MotoGP » 3 November 2001
Katoh becomes the new 'golden boy'.
Daijiro Katoh was greeted with a can of golden spray paint as he dismounted his bike after completing his eleventh win of the season.
The Japanese rider received a bout of colour to his hair from his team to celebrate the success of their season and to 'crown' the 2001 champion with a new honour – Katoh now holds the world record for the most amount of wins in one season, in the 250cc class.
In what was one of the most exciting 250cc races of the 2001 season, Katoh did not have an easy time. Despite pulling into the lead by the end of the first lap, Katoh was to give up his position at the front of the pack several times before eventually winning the race.
The start of the race had been drama-less, but with a drying track to contend with, it was sure that there would be one or two incidents along the way.
A frantic dispute between several riders kept positions changing and the excitement building. Pole sitter Fonsi Nieto claimed back his lead on lap two and managed to hold onto it until lap five, when Melandri sneaked through on the inside of a corner. Nieto pulled back the lead however, demonstrating his presence by performing a wheely.
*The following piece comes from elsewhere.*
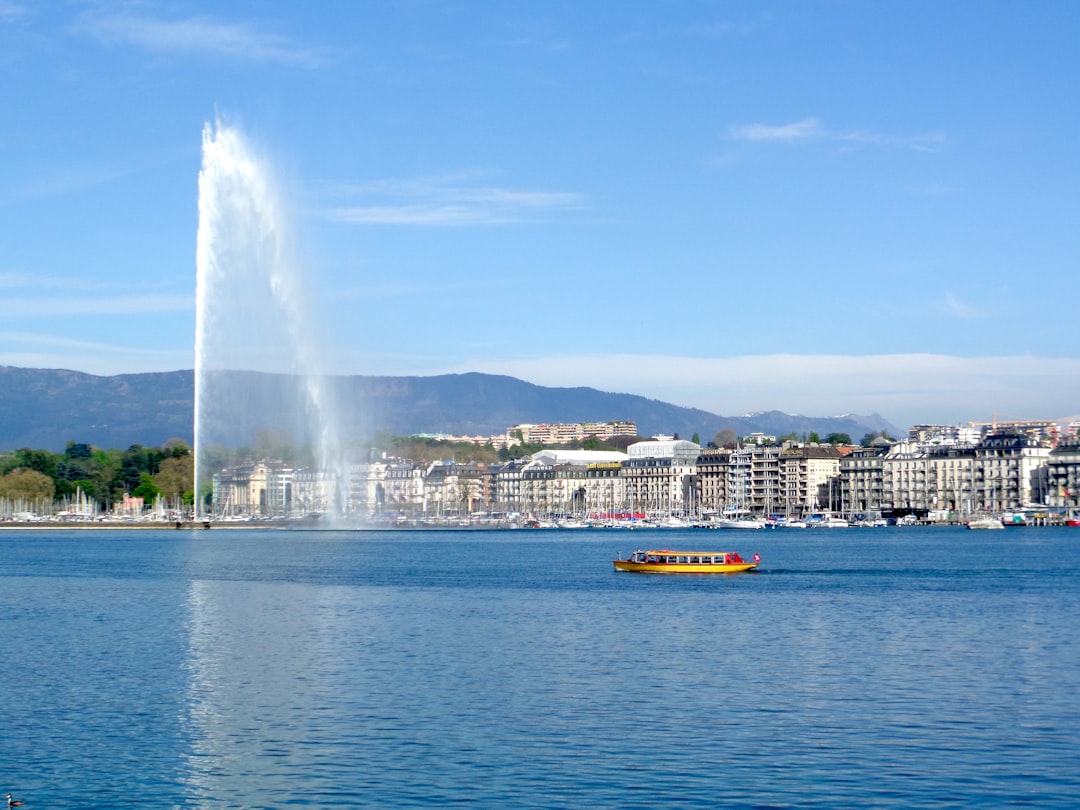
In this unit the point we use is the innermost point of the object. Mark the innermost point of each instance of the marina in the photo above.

A solid group of seven riders had been formed by this point, pulling away from the rest of the field and continually battling for position. Amongst the front runners were Katoh and Nieto, as expected, McWilliams, Harada, Melandri, Alzamora and Matsudo. Not far behind the front bunch were a group containing Rolfo, Locatelli, Battaini and Debon, some of which were to play a larger role in the race in laps to come.
Wild-card rider Cristiano Vieiro was the first to crash out on lap 5, leaving the home supporters of the Brazilian disappointed.
Lap nine saw the #5 bike of Melandri hold off Katoh. The Japanese rider was all over the Italian, but could not find a way past. By this time the track conditions were improving and by half distance the dry line on the track was becoming considerably wider.
Locatelli quietly nipped through the traffic and took the lead of the race on lap 15. With seven 125cc wins under his belt, but not a single victory in the 250cc class, this looked as though it could be the break the Italian needed.